The Mayan temples, also known as pyramids, were made as early as 300 B.C. and lasted until about 900 A.D. They are found on the Yucatan Peninsula, in Mexico, Belize, Guatemala, Honduras and El Salvador. They were the highest known structures in the Americas before the Europeans and were built around broad plazas and courtyards. Many times over centuries, Mayan temples have been torn down and re-built or new bigger ones have been built over existing structures. Most of the Mayan temples serve as burial monuments and tombs of royalty were placed within or beneath them.
Some of the temples have almost vertical walls, which gives the appearance of an even greater height and the stairs do not show any lateral support, which leads to the belief that the temples are higher than they really are. The first temple, Cerros, was made by: white earth was laid down; shattered pottery was put into the earth; flowers from fruit trees were added, as an offering and hard, flat stones were formed into the foundation. The bottom was built on top of these rocks, the hollow walls were built on top of this and the walls were filled with earth, pottery and limestone. The limestone found in nearby quarries, was used to form the rectangular building blocks, to construct their temples walls.

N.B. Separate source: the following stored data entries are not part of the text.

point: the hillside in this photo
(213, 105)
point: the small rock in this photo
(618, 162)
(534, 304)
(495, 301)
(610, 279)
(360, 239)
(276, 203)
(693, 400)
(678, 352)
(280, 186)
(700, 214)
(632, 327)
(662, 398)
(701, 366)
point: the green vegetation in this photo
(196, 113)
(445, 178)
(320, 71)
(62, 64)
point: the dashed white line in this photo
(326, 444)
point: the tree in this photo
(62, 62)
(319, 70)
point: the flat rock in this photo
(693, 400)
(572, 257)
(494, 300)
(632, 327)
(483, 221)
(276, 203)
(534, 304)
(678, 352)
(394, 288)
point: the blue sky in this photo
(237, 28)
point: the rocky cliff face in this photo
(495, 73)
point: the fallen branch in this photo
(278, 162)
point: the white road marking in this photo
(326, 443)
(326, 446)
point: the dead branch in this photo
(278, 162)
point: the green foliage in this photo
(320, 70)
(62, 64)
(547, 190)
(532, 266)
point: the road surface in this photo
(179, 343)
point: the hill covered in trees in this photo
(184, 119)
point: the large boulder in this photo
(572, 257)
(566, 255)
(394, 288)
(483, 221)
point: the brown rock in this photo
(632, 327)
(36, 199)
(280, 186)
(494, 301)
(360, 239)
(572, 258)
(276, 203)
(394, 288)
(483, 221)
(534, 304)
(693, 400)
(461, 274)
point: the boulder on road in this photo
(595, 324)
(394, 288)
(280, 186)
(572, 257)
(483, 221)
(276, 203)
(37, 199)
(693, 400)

Some of the architectural feats that the Mayan accomplished were: the honeycombed roofcomb or the Mayan equivalent of the billboard and the corbel arch, also known as the corbel vault, false arch or the Mayan arch. Made by placing each successive building block closer to the center, until they closed in at the top. This gave the Mayan arch the appearance of a triangle. During the Classic Mayan period, most of the temples had one or more rooms, but were too narrow to be used for anything other than ceremonies. One of the temples in Palenque has a hidden stairway, which leads to a twisting tunnel and at the top are hieroglyphic panels of Pakal history.

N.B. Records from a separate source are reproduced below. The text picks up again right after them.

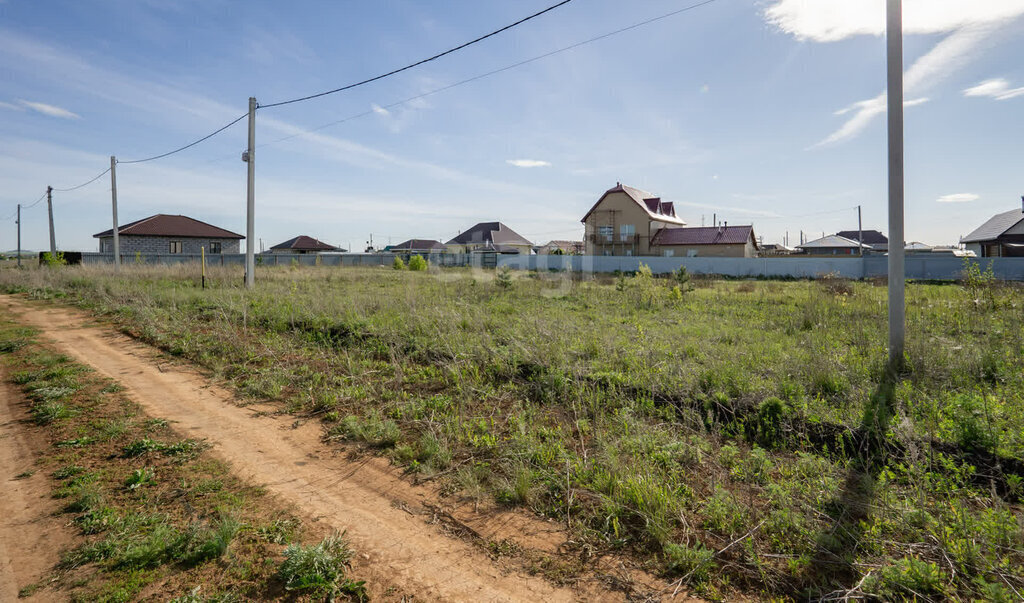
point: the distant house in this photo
(489, 237)
(561, 248)
(418, 246)
(833, 245)
(1001, 235)
(303, 244)
(877, 240)
(625, 219)
(733, 242)
(164, 233)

Chac, the big nosed rain god. On a temple in Kabah, one of Mayans major cities. Many of these temples are decorated with wall paintings, mosaics and detailed art and largely covered with painted stucco reliefs. Doorways, doorjambs and facades are ornamented with bright, heavy carvings, made with stone or wood. A very fine paste, made with lime and a small amount of sand, called stucco, was applied to stone supports, on walls ceilings, crests and the front of temples. The inside of some temples were covered with stucco and painted. Painted plaster was applied to the roof comb, as decoration.
The Great Plaza, consisting of temple 1, temple 2, the North Acropolis and the Palace Reservoir, is the main Mayan tourist attraction. To the north, there are ten pyramid basements, which are built to the west and east of their platforms center. Mayan nobles and priests used the temples for religious ceremonies, while the cities people would watch from the plaza below.
Castillo Temple, built on a cliff. Close to Chetumal, the capital of Quintana Roo state, on the Mexican southeast Caribbean coast. Part of the six-meter high wall, around Tulum city, the modern name for Zamá (last sunrise). One of the commercial ports, which the Mayan had around the southeast coast of the Yucatán peninsula.
The Temple of the Great Jaguar (temple 1), in Tikal city, is 145 ft. tall. It was built beside the Great Plaza, in 700 A.D. Thought to be named this, because of a motif on a carved lintel. The jaguar was the Mayan rulers symbol for the divine right of kings. This temple consists of nine, steep sloping terraces and has three rooms. One side of this temple has been partially restored. The top was originally plastered white and painted to make the decorative carvings more prominent. The roof comb portrayed the king on his throne and King Hasaw Chank'awil's tomb was found within a vaulted chamber inside. His corpse was wearing 180 items of jade and surrounded in pearls, alabaster, pottery and shells. His son is buried under another temple, 100 yards diagonally from this one.
Some of the Mayan temples, such as the Temple of the Great Jaguar (above-1957), have been excavated and restored, but many are still overgrown.
Temple of the Masks, in Tikal city, is 125 ft. tall. It is the second most famous tower and is across from the Temple of the Great Jaguar.
Chichen Itza, dedicated to the cult of the feathered serpent deity. Designed so that the light and shadow from each equinox, would form a serpent on the steps. (My favorite temple.)
Pyramid of the Wizard/soothsayer, is found in Uxmal, in northern Yucatan. It is 114 feet tall and was made during five different building periods. The pyramid has a slanted talus and a huge oval shaped basement, divided into four sections. The two staircases are lined by carved stone masks and the pyramid is gloomily decorated. It was named after a legend about a dwarf whose soothsaying skill helped him to become king and he supposedly built this pyramid.
The Pyramid of the Magician, seen high above the tropical rainforest canopy. Built 125 ft. tall, on top of a large oval platform and comprised of five separate, stacked parts. The entrance to the upper level is through a monster-mask doorway.